When I finally made it back to children, I was spent. My mother was in a closet with the three-year old “hiding from lions” and my eldest was iPading in a homemade fort. On the stove was a bubbling pan of goulash which, my step-father informed me, was intended for me and the kids. The words had barely escaped his lips and I was snarfing down my second bowl like a wild boar, my mouth burning with pleasure (and also, actually, burning. I have blisters).
One child spiking a temp, one child refusing to eat and one more two-hour rehearsal later, I was in bed. I survived Sunday.
This morning (Monday) was my first, real, adult morning of getting the kids up and fed and cleaned and dressed and off to their respective places before heading to work. We missed the school bus. I was an hour late for work. And I forgot the only garbage day I was responsible for. Now our back porch (where I’ve been hoarding the garbage bags) smells like a donkey with leaky flatulence and a festering flesh wound, who's sitting atop a compost heap in a steam room while regurgitating several old onions and a rotten banana.

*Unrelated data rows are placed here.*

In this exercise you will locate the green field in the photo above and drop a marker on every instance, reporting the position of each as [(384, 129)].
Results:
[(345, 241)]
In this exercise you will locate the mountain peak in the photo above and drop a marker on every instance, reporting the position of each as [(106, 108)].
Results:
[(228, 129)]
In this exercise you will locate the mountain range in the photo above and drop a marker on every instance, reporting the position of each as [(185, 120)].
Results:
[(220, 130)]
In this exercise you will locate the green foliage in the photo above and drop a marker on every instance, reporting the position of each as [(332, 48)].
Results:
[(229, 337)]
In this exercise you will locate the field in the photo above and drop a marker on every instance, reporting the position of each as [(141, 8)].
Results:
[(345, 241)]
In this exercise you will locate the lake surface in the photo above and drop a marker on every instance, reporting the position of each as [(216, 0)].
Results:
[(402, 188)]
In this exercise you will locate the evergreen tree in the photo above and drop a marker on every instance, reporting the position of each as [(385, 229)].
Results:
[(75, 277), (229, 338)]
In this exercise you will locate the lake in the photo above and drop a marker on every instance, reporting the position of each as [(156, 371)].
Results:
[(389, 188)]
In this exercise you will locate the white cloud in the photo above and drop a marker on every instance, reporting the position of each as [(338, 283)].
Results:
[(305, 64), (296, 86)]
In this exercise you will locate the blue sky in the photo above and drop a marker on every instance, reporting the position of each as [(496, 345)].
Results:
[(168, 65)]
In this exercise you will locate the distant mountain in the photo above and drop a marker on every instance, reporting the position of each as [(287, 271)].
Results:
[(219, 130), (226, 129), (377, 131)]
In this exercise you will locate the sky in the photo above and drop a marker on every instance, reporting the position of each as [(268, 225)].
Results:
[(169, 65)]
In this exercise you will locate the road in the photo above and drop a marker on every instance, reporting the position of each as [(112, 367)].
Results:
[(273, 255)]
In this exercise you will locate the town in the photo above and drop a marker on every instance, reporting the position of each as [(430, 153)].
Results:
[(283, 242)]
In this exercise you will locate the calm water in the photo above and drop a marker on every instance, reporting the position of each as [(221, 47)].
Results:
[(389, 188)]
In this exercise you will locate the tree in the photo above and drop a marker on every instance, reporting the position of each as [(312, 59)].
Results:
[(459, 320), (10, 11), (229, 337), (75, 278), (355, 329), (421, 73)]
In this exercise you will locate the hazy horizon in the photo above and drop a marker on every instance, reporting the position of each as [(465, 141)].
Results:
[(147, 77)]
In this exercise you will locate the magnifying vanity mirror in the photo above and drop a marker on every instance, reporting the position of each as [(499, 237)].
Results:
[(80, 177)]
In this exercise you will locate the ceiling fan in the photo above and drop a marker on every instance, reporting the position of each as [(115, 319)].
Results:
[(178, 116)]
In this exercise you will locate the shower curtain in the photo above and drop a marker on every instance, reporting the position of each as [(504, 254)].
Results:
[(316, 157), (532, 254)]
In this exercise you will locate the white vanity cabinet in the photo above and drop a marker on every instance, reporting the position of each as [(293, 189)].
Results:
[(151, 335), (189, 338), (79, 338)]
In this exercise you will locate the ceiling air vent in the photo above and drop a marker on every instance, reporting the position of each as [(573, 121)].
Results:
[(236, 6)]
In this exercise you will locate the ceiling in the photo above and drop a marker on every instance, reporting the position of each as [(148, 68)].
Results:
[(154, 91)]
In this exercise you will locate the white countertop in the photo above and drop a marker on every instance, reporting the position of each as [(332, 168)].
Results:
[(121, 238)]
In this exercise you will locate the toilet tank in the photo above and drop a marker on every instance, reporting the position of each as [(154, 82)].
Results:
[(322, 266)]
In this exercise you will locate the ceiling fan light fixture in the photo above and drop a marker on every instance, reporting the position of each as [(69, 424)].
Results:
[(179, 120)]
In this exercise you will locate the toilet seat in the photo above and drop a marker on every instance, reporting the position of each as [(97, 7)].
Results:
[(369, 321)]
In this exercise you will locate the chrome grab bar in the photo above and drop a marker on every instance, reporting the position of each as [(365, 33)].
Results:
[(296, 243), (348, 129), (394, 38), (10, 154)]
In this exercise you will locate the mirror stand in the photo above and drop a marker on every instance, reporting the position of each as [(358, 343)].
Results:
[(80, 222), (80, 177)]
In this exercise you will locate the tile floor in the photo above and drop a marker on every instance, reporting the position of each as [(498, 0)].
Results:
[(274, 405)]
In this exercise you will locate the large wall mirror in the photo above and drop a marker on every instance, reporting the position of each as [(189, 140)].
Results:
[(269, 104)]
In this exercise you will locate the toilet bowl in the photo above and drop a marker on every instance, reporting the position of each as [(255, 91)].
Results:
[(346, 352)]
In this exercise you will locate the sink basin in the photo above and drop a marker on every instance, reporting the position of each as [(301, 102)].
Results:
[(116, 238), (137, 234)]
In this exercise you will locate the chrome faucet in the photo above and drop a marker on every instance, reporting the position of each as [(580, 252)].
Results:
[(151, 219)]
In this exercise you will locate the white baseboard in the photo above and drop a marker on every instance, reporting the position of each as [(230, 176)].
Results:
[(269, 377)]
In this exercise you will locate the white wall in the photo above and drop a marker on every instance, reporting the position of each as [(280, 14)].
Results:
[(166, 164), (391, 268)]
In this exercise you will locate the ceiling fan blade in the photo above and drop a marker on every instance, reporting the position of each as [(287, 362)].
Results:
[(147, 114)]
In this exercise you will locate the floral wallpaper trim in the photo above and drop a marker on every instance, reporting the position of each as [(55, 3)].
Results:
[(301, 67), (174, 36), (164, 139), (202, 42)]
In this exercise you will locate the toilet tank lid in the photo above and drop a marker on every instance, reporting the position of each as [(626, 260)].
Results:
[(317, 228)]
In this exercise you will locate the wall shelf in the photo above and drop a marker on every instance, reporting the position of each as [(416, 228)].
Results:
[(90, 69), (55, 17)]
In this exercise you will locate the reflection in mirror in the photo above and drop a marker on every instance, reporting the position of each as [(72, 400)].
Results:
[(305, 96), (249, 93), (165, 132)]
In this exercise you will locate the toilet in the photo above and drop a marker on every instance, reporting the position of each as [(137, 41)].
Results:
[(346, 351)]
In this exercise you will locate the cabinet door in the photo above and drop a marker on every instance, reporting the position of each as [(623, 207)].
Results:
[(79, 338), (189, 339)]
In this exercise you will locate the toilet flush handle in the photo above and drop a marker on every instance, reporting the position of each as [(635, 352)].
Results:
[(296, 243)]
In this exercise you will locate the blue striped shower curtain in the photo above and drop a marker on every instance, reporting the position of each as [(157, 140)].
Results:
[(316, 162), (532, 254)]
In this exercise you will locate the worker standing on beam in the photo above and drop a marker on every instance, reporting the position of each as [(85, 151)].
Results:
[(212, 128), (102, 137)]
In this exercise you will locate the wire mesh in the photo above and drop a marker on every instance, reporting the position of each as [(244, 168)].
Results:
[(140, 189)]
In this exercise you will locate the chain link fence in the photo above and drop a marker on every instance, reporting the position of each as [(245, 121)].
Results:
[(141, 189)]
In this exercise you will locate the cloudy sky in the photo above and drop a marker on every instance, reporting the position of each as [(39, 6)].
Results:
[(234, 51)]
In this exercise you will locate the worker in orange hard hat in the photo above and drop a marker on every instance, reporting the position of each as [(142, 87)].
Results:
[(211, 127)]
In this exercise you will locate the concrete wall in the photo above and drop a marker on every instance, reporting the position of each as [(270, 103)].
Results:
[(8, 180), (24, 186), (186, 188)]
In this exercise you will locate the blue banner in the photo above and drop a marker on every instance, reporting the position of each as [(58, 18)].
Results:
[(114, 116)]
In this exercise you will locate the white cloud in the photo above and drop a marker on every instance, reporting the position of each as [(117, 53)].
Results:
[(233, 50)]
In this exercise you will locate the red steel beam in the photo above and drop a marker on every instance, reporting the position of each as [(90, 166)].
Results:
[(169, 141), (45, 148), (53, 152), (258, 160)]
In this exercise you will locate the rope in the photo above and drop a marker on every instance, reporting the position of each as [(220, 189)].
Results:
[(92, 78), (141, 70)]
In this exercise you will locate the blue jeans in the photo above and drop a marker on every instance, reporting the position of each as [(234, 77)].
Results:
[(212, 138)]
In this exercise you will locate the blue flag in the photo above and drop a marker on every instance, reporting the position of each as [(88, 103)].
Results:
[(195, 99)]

Our laundry mountain is growing. I've lost my keys. I don’t know how to use our dishwasher.
I miss my husband dearly. As the old saying goes: absence makes the heart grow fonder… It also makes the heart shoot pain into your chest wall, mimicking an infarction; but, really, it’s just stress-induced angina caused by your cringe-worthy inadequacy when it comes to independent adulting.
Three more sleeps.
Heather Huybregts is a mother, physiotherapist, blogger (www.heatheronarock.com), wine advocate and puffin whisperer from Corner Brook, NL. Her column appears biweekly.